A Lao Airlines plane flying in stormy weather crashed into the Mekong River in southern Laos Wednesday, killing all 49 people on board, among them nationals of 11 countries including the United States, the Laotian government said.
The Ministry of Public Works and Transport, which operates the airline as a state enterprise, said 44 passengers and five crew members were aboard flight QV301 from the capital, Vientiane, to Pakse in the country's south.
"Upon preparing to land at Pakse Airport the aircraft ran into extreme bad weather conditions and was reportedly crashed into the Mekong River," the ministry said in a statement.
It said there was no word of survivors. The airline flies a late-model ATR 72-600 twin-engine turboprop plane on the 290-mile route.
Thai Foreign Ministry spokesman Sek Wannamethee said his country's embassy in Vientiane was informed that the plane crashed 4 to 5 miles from the airport at Pakse, which is near the borders with both Thailand and Cambodia.
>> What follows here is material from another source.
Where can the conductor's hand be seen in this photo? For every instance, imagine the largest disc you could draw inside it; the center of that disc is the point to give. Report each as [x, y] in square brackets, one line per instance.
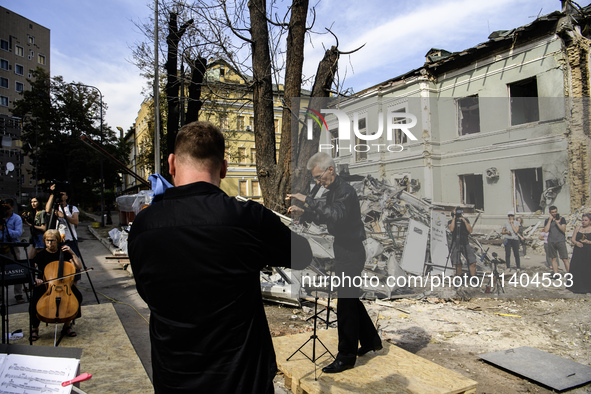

Southern Laos was affected by Typhoon Nari, which hit the region Tuesday, killing 13 people in the Philippines and five in Vietnam.
Vestiges of the storm might have caused the plane to crash, Yakua Lopangka, director general of the Department of Civil Aviation, told the Vientiane Times newspaper.
The state-run news agency KPL quoted a witness as saying strong gusts of wind blew the plane off course before it crashed.
A passenger manifest faxed by the airline listed 44 passengers: 17 Laotians, seven French, five Australians, five Thais, three Koreans, two Vietnamese and one person each from Canada, China, Malaysia, Taiwan and the United States. Korean, French and Thai officials confirmed the totals for their nationalities.
The Laotian government said the airline "is taking all necessary steps to coordinate and dispatch all rescue units to the accident site in the hope of finding survivors."
However, a statement from Australia's Department of Foreign Affairs and Trade said, "Lao authorities have told our embassy in Vientiane they do not expect any survivors."
The Laotian transport ministry statement said the crash is being investigated and the airline hoped to announce its findings Thursday.
The aircraft's maker, ATR, issued a statement from its headquarters in Toulouse, France, declaring that it will provide full assistance under international aviation rules to the investigation of the crash, working with the French safety investigation body. It said the Lao Airlines plane had been delivered from the production line in March of this year.